Thank you, Alan (Makovsky), for the introduction.  I’d also like to thank Sephardic Heritage International DC for the invitation.

It is an honor to join you today for this, the third annual Congressional International Holocaust Day Remembrance commemoration hosted by SHIN-DC.  I wish we could share this commemoration in person, rather than virtually, but I trust that the time that we can do so will come soon.

I particularly welcome the commemoration’s focus this year on the plight of European Jewish refugees in North Africa, the Middle East, the Balkans, and the Iberian Peninsula before and during WWII, as well as on the war experiences of the indigenous Jewish populations of these countries.

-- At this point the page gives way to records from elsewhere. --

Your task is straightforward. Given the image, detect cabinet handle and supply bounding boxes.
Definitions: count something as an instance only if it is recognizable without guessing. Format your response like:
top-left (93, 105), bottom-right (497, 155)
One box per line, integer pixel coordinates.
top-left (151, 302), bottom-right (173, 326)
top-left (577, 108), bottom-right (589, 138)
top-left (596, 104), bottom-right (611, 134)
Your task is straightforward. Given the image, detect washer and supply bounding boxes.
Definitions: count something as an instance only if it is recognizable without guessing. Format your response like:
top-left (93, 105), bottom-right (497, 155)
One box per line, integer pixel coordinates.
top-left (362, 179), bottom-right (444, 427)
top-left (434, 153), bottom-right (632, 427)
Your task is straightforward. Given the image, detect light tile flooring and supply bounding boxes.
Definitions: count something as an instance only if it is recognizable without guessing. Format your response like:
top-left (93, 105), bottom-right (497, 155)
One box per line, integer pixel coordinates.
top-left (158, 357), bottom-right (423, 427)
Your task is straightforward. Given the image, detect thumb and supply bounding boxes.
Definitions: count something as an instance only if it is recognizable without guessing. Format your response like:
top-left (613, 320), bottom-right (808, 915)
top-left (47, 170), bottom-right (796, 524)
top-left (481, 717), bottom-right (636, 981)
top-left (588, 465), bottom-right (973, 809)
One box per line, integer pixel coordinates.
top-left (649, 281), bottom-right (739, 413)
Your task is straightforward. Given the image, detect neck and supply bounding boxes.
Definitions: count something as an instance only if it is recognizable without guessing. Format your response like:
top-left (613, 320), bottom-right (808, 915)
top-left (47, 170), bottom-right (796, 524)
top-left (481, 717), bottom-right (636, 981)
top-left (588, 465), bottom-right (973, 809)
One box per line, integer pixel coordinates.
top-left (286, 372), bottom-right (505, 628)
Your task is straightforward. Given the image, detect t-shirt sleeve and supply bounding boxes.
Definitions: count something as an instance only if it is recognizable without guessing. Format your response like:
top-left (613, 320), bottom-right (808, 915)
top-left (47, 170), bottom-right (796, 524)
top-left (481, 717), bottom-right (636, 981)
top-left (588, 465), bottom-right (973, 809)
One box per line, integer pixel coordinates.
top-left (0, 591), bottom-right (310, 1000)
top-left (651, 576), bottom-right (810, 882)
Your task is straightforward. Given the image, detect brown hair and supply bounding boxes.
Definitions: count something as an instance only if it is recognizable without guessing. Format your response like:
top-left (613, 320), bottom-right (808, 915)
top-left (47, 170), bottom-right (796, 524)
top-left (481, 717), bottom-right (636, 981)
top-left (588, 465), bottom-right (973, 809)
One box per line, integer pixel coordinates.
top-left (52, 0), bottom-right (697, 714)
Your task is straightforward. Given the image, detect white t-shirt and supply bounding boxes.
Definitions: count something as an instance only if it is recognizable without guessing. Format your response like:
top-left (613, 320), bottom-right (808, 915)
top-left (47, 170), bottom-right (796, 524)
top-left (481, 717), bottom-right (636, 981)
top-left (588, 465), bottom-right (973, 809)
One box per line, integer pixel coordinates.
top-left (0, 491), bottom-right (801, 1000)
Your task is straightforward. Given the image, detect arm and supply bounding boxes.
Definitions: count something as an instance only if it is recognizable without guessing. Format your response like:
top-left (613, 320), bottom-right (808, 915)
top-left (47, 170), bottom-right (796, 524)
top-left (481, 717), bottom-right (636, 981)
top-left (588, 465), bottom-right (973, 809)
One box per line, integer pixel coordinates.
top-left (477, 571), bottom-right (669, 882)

It is a chapter of the Holocaust that is not often highlighted specifically in annual Holocaust commemorations.

As the Department of State’s Special Envoy for Holocaust Issues, I am committed to promoting historically accurate Holocaust education and commemoration, and I believe today’s event greatly advances this goal.  At a time of growing Holocaust distortion and increasing lack of knowledge about the Holocaust, this mission is now more important than ever.

About 450,000 to 500,000 Jews called Morocco, Algeria, Tunisia, and Libya home at the beginning of WWII, and they were joined in the years before and during that war by thousands of European Jews fleeing Nazi persecution.

The Jews in that region ended up sharing a common history of suffering and persecution at the hands of the Nazi authorities and their Vichy French and Italian Fascist collaborators who governed these countries for part of the war.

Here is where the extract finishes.